Prenota un appuntamento

Per una consulenza legale o per valutare una possibile strategia difensiva prenota un appuntamento.

La consultazione può avvenire in studio a Milano, Pesaro, Benevento, oppure in videoconferenza.

02.37901052
8:00 – 20:00
(Lun - Sab)
Pubblicato il 11 settembre 2025 in Diritto Penale, Giurisprudenza Penale, Procedura Penale

Confisca Profitto Reato: La Cassazione chiarisce che si confisca l’intero ricavato

Con una recente sentenza, la Corte di Cassazione Penale ha affrontato un tema cruciale in materia di reati economici: la corretta quantificazione della confisca del profitto del reato di autoriciclaggio. La decisione stabilisce un principio rigoroso: quando l’attività illecita si realizza attraverso un contratto di vendita, il profitto da confiscare è l’intero ricavato, senza possibilità di dedurre i costi sostenuti per acquisire il bene di provenienza delittuosa.

I Fatti del Caso

Il caso riguardava una galleria d’arte e il suo legale rappresentante, accusati del reato di autoriciclaggio per aver venduto un prezioso dipinto. L’opera d’arte era, a sua volta, il provento di un precedente reato di ricettazione commesso da un’altra persona. La galleria aveva acquistato il quadro per 280.000 euro e lo aveva successivamente rivenduto a un terzo per 750.000 euro.
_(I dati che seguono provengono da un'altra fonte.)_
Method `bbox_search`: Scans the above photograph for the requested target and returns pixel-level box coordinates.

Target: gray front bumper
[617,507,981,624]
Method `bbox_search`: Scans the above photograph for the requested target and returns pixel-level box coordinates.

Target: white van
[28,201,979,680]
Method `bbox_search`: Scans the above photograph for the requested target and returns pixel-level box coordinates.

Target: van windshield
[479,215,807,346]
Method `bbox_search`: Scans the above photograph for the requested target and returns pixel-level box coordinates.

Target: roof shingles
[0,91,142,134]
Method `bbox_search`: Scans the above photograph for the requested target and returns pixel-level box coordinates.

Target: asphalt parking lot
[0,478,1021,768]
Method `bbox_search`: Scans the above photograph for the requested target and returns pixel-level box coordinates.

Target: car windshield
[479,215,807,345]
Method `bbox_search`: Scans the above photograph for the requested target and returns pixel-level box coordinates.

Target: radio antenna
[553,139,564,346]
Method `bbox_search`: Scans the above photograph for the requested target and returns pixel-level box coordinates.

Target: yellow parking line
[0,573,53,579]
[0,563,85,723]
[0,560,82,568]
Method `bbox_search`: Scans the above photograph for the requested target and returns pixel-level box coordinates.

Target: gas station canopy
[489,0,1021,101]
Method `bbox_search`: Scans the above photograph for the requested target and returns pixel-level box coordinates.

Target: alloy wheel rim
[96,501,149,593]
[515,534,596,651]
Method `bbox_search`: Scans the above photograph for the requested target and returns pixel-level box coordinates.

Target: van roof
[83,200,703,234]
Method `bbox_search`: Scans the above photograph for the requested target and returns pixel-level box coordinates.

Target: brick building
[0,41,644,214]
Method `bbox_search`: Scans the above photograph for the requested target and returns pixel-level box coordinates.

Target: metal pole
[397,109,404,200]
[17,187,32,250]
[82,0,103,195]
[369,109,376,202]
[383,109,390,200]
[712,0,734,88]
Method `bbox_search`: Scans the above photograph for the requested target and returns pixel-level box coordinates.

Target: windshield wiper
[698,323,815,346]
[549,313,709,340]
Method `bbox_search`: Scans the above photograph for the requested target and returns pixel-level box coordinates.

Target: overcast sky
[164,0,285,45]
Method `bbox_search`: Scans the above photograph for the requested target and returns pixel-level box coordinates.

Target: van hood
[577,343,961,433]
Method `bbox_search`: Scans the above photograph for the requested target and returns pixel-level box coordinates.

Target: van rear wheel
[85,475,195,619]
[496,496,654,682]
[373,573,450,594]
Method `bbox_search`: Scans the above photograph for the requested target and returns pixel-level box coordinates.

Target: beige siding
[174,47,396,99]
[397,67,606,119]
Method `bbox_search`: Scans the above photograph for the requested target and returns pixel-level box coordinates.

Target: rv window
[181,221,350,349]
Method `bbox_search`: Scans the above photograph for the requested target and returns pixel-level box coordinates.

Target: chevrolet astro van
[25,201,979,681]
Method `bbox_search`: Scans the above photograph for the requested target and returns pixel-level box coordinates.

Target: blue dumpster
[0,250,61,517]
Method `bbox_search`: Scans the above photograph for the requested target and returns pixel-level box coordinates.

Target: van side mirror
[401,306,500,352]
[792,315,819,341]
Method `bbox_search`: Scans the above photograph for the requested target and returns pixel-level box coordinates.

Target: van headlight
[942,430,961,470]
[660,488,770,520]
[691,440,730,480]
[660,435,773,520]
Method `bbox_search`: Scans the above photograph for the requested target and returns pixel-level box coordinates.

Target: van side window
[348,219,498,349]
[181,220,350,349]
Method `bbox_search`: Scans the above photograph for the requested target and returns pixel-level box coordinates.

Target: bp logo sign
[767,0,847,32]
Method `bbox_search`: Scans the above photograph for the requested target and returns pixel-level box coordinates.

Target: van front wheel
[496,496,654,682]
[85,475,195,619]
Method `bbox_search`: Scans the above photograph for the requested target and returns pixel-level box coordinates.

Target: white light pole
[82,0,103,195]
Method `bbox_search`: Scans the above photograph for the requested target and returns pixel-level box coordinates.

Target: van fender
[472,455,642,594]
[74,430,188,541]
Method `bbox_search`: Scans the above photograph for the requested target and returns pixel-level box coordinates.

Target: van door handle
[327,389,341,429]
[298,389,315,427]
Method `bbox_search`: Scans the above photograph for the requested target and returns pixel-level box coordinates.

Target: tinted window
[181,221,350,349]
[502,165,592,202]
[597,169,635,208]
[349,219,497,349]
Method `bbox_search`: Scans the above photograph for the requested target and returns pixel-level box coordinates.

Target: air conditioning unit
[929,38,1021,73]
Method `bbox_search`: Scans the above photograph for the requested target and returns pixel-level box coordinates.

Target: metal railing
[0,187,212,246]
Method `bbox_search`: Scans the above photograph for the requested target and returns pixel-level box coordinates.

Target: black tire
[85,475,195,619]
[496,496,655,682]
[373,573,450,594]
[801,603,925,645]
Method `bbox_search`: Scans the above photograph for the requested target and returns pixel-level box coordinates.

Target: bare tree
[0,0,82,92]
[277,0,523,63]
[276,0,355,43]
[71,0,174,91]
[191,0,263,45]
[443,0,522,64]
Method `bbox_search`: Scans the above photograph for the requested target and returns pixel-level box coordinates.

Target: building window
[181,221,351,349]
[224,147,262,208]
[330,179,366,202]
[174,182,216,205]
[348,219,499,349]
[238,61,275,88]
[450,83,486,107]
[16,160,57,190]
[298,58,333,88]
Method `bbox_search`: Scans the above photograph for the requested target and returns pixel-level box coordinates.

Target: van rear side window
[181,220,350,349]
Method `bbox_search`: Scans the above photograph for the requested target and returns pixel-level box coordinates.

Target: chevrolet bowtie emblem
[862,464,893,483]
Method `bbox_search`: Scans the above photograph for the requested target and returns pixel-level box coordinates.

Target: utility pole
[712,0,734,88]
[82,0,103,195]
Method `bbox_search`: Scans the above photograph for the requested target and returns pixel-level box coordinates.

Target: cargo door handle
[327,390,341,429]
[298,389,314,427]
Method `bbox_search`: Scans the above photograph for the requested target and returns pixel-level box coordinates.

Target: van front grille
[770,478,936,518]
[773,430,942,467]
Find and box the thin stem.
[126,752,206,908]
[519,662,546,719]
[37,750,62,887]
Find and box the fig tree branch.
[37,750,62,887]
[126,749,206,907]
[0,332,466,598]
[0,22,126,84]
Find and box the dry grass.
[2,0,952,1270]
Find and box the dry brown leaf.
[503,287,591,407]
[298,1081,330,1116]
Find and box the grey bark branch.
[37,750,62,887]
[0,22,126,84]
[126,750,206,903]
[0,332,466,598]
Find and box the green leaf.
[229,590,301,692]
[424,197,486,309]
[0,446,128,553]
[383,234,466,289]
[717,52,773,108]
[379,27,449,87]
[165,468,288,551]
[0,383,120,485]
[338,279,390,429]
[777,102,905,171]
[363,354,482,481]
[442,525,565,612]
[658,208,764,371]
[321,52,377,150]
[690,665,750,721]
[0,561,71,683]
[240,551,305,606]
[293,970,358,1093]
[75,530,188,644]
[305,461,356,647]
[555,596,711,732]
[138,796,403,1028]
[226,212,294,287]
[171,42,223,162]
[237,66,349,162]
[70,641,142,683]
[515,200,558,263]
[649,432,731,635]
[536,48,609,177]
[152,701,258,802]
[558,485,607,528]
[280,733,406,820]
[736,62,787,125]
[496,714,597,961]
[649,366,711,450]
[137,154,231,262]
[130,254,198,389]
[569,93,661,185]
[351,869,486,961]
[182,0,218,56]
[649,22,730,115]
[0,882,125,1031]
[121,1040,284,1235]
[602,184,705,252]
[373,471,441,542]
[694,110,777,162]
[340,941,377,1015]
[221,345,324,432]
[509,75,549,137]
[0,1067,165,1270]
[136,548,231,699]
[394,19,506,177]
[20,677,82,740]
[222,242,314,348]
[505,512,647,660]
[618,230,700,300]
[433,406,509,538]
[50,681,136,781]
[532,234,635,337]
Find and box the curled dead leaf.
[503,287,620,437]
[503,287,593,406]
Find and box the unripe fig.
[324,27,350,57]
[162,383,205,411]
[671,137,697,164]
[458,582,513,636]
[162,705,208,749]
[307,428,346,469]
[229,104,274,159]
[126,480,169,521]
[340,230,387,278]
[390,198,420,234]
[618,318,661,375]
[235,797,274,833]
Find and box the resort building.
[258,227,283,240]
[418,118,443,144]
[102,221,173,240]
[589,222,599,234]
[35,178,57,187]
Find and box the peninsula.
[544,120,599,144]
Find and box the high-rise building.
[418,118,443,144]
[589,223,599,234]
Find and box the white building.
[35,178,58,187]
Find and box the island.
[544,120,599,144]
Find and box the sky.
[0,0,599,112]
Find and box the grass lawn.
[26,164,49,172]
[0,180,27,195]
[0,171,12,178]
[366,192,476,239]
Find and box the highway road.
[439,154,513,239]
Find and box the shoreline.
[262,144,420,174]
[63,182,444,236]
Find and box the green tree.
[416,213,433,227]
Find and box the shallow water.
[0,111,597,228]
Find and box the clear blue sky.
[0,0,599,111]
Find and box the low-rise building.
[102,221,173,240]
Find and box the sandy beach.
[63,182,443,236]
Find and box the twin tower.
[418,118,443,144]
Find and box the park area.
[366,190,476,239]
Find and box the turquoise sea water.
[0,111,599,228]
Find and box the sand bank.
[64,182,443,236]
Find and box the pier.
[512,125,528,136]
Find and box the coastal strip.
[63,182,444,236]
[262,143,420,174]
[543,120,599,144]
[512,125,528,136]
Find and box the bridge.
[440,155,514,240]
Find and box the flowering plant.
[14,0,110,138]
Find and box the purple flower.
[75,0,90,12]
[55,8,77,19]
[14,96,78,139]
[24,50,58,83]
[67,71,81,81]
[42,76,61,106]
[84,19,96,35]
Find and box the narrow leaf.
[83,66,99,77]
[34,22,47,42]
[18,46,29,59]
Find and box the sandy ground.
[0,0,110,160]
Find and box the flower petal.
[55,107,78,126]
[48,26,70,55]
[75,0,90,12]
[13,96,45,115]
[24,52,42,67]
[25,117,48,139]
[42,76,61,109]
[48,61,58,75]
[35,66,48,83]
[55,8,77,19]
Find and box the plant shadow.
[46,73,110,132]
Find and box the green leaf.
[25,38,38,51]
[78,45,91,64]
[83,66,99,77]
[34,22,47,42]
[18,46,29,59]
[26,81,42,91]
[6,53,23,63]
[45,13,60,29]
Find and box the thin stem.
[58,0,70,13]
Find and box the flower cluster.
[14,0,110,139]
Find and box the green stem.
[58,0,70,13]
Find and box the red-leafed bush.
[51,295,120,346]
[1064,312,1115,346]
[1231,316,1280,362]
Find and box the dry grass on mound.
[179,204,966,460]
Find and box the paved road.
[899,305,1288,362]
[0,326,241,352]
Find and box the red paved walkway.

Il Giudice per le indagini preliminari, in sede di patteggiamento, aveva disposto la confisca dell’intera somma di 750.000 euro. Gli imputati hanno proposto ricorso per cassazione, sostenendo che il profitto del reato di autoriciclaggio dovesse essere individuato solo nella plusvalenza realizzata, ovvero nei 470.000 euro ottenuti dalla differenza tra il prezzo di vendita e il costo di acquisto. A loro avviso, confiscare l’intero importo avrebbe significato duplicare la misura ablativa e punire oltre il vantaggio economico effettivamente conseguito.

L’analisi della Cassazione sulla confisca del profitto del reato

La Corte di Cassazione ha rigettato il ricorso, fornendo importanti chiarimenti sul concetto di profitto e sulla sua confiscabilità, specialmente quando l’illecito è commesso nell’interesse di un ente (società) e si configura come “reato-contratto”.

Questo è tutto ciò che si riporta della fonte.